Key Information
Cost Tracking
Every inference response from the xAI API includes the exact cost you were charged for that request, returned via a cost_in_usd_ticks field in the usage object of chat completions, Responses API, image generation, and video generation responses.
The cost is per-request: each call returns what that individual request cost, whether it's a simple completion, a streaming response, or an agentic loop with server-side tools. This is the actual amount billed, after all applicable discounts (including prompt caching reductions) have been applied, and inclusive of all token costs and server-side tool invocation costs. No estimation or after-the-fact billing lookup required.
How it works
The cost is expressed in ticks, where 1 USD = 10,000,000,000 ticks (10^10). To convert to dollars:
Text
cost_usd = cost_in_usd_ticks / 10,000,000,000
For example, a response with "cost_in_usd_ticks": 37756000 cost $0.0038. An image generation with "cost_in_usd_ticks": 200000000 cost $0.02.
Ticks exist for precision: they represent costs down to fractions of a cent without floating-point rounding, which matters when you're processing thousands of requests and need the totals to add up.
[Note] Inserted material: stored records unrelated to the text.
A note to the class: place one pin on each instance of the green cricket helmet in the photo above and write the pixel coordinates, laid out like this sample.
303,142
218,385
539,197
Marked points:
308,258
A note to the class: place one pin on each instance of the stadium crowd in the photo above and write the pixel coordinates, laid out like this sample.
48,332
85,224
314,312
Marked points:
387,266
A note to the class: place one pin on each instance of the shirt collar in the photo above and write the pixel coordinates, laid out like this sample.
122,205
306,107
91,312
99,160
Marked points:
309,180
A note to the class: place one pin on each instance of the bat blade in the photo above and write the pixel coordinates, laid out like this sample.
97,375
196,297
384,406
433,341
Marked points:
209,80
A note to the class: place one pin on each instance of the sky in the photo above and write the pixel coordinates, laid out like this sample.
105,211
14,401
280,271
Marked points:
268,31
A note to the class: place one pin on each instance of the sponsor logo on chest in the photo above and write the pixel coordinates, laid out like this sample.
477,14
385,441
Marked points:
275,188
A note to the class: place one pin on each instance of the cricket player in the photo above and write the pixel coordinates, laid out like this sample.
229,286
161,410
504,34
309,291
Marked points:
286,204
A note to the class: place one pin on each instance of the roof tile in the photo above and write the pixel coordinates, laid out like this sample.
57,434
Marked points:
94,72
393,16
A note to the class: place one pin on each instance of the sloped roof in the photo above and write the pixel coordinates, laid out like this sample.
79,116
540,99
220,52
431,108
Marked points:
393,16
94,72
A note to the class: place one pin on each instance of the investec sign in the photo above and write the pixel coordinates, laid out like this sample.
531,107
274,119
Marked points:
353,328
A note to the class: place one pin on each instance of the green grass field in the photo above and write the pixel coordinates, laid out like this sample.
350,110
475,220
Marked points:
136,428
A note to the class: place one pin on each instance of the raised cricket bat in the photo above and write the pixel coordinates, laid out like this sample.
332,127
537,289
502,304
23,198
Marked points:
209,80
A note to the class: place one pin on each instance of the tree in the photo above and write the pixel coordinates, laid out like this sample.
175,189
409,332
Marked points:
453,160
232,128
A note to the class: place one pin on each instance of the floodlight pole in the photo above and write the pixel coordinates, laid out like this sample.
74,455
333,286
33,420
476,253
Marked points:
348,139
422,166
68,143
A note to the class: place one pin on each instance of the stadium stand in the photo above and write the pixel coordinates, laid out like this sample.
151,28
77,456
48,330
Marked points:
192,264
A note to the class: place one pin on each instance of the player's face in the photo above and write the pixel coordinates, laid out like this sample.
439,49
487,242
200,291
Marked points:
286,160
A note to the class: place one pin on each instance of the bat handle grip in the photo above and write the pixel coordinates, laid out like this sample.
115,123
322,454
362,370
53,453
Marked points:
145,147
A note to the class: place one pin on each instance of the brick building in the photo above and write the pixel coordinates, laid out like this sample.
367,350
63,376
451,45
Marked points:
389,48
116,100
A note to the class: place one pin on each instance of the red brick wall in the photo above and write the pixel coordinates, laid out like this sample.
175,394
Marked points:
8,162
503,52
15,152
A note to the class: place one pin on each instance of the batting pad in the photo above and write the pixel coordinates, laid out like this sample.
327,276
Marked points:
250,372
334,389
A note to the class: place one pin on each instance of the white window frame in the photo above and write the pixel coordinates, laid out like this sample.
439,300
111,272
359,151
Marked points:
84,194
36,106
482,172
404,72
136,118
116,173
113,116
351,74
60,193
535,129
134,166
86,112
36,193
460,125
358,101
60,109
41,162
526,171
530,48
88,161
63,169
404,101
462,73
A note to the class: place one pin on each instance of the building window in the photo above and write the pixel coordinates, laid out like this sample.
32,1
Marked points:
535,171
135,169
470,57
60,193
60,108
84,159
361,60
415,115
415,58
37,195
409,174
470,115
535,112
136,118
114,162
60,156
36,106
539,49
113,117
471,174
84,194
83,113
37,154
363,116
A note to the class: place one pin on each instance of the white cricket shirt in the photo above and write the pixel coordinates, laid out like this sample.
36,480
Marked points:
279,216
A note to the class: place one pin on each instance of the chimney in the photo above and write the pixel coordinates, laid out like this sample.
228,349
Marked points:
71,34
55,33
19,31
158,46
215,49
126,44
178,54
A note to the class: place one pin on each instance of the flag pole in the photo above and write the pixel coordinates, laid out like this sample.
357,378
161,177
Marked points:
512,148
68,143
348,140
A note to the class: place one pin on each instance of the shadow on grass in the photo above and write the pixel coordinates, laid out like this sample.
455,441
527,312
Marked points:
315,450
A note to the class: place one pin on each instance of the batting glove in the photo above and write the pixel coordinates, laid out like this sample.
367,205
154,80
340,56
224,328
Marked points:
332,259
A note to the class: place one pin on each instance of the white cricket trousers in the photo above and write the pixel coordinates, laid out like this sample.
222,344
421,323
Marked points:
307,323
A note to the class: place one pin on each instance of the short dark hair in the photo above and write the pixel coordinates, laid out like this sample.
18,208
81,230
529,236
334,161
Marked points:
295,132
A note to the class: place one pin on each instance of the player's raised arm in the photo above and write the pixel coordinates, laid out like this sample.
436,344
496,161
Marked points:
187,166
Reading cost from a response
xAI SDK
The xAI SDK provides a cost_usd convenience property that converts ticks to dollars automatically. The raw ticks are also accessible via response.usage.cost_in_usd_ticks if you need integer precision:
Python
import os
from xai_sdk import Client
from xai_sdk.chat import user
client = Client(api_key=os.getenv("XAI_API_KEY"))
chat = client.chat.create(
model="grok-4.3",
messages=[user("Say hello")],
)
response = chat.sample()
# Convenience property — ticks converted to dollars.
print(f"Cost: ${response.cost_usd:.6f}")
# Raw ticks for integer-precision accounting.
print(f"Cost (ticks): {response.usage.cost_in_usd_ticks}")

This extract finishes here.